Golpe del Espanyol: victoria en Balaídos

El Espanyol logró una victoria clave en Balaídos que multiplica sus opciones europeas. Un cabezazo de Kike García en el minuto 86 decidió un duelo trabado, marcado por la disciplina defensiva perica y la falta de claridad ofensiva del Celta.


Espanyol golpea en un partido cerrado

El equipo de Manolo González se impuso 0-1 en un enfrentamiento de ritmo bajo y pocas ocasiones. El Espanyol mostró un plan sólido, sin fisuras, ante un Celta que dominó la posesión pero nunca encontró profundidad ni continuidad en campo rival.

El Celta, mucha pelota pero poca claridad

El conjunto celeste acumuló balón, pero su falta de dinamismo en el centro del campo le impidió activar con regularidad a Borja Iglesias, su referencia ofensiva. Cuando lo logró, apareció el peligro: primero con una caída en el área revisada por el VAR y anulada por fuera de juego previo, luego con una buena acción que terminó en un disparo ajustado de Bryan Zaragoza.

El Espanyol resiste y responde a balón parado

El Espanyol gestionó el partido con orden y disciplina. Contuvo las transiciones del Celta y apenas sufrió más allá de algún intento lejano. En ataque, buscó momentos puntuales para golpear. La entrada de Kike García fue decisiva para estirar líneas y alterar el guion.

El gol que cambia la noche

A falta de cuatro minutos, llegó el premio: córner ejecutado por Edu Expósito y cabezazo impecable de Kike García en el primer palo.
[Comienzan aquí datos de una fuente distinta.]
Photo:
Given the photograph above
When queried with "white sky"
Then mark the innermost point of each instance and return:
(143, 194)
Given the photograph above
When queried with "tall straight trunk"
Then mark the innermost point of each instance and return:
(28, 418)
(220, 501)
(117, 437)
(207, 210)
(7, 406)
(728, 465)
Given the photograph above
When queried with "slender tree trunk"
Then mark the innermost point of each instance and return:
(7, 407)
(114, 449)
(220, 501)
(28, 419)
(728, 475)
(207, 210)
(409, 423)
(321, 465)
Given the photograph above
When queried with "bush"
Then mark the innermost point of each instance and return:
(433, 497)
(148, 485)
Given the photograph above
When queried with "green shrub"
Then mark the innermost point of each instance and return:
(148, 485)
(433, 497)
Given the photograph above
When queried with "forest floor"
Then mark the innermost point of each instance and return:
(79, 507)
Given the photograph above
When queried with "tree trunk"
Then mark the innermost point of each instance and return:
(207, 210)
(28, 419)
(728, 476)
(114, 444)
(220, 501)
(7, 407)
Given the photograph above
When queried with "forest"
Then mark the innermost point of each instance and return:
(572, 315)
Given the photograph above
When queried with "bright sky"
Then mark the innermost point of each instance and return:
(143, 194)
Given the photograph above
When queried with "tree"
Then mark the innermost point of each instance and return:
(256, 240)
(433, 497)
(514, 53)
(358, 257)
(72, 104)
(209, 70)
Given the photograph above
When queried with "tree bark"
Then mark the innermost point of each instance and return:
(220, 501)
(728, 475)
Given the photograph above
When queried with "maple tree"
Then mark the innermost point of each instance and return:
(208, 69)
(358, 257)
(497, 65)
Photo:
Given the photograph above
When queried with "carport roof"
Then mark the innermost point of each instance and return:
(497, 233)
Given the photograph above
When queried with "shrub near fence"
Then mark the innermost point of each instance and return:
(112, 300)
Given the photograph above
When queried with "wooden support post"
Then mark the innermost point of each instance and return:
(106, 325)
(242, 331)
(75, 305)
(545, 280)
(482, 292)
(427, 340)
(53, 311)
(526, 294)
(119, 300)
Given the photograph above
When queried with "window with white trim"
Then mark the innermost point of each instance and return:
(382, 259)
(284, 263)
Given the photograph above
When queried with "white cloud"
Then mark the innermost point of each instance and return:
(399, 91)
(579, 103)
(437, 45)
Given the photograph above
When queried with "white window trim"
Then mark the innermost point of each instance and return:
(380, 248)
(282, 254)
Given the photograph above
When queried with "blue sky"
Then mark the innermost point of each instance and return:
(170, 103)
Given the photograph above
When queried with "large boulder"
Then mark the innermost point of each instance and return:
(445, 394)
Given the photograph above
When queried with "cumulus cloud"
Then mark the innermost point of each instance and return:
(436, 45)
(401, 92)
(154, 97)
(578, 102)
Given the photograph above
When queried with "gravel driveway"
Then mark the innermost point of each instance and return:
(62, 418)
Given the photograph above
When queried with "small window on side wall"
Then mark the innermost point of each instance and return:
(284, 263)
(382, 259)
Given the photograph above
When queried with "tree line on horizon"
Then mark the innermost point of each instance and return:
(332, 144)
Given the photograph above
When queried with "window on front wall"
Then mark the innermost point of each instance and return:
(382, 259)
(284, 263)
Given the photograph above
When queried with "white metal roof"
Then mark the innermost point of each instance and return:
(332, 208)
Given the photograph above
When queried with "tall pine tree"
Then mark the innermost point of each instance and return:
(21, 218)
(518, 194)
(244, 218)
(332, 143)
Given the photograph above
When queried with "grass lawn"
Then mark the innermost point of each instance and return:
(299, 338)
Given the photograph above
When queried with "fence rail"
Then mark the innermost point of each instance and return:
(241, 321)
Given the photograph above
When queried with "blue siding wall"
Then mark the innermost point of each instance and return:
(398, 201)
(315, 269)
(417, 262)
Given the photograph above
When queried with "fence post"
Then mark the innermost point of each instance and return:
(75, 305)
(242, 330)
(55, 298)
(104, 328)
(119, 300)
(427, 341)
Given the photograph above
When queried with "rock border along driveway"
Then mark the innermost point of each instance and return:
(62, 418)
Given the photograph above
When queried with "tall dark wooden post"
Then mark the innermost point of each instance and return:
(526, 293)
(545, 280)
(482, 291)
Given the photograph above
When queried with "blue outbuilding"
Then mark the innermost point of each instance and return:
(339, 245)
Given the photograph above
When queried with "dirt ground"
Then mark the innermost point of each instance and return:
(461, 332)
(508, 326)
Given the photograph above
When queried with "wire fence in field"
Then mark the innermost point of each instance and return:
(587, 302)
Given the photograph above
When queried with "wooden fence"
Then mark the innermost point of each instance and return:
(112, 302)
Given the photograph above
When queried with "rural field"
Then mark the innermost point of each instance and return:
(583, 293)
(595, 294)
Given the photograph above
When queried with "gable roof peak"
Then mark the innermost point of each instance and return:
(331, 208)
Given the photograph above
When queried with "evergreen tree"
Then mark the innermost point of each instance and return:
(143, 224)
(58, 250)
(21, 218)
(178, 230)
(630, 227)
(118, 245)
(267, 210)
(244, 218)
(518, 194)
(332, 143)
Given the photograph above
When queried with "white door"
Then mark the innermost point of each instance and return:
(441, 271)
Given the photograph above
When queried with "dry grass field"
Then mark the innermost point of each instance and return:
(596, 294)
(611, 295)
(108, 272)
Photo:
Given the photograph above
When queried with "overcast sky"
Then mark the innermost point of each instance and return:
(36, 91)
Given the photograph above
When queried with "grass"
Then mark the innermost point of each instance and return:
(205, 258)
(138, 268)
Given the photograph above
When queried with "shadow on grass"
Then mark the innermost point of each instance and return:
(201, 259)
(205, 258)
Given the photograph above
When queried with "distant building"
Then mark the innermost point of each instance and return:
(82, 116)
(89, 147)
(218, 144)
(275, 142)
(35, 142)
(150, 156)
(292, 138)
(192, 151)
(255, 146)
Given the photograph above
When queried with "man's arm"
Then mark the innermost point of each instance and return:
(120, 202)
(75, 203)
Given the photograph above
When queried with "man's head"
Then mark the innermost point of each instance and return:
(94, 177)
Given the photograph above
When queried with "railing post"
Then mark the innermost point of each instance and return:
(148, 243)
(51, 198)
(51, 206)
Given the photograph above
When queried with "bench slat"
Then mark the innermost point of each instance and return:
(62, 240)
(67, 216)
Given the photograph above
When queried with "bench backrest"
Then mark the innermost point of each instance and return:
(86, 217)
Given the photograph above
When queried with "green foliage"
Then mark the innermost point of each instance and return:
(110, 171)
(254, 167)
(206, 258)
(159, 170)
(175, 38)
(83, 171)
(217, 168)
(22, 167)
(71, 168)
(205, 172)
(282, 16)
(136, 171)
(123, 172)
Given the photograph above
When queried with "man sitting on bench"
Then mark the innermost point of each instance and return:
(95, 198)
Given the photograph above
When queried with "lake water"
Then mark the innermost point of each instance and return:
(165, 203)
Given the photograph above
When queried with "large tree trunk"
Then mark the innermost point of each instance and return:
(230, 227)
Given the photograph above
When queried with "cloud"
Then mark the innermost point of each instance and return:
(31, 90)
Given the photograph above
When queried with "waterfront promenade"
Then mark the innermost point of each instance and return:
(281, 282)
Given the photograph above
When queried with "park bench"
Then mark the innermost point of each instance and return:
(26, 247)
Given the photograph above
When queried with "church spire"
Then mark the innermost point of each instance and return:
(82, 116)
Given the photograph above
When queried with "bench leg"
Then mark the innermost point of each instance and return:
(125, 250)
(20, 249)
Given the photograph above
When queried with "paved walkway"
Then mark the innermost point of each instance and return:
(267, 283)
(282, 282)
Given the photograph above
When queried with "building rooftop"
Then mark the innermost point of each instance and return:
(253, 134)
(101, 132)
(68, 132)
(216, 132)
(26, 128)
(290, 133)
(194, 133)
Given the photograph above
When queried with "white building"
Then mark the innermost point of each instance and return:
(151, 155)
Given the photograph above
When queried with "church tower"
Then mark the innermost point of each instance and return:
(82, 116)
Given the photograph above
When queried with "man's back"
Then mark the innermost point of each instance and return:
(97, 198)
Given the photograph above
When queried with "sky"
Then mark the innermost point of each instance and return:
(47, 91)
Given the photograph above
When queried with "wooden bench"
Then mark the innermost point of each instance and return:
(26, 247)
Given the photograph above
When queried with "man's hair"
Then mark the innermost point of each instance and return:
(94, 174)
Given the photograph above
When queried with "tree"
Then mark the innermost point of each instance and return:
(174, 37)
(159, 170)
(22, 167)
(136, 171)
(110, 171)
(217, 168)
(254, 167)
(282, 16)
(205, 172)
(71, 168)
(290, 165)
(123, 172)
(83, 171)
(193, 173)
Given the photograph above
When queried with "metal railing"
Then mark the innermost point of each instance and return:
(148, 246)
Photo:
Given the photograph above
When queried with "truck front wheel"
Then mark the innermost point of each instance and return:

El delantero transformó la única acción clara del tramo final y dejó sin respuesta a un Celta gris desde el minuto 50.

Un paso firme hacia la zona europea

Con esta victoria, el Espanyol suma tres puntos de enorme valor y se afianza en la pelea por los puestos europeos. Balaídos comprobó cómo la solidez, más que el dominio, terminó decidiendo el partido.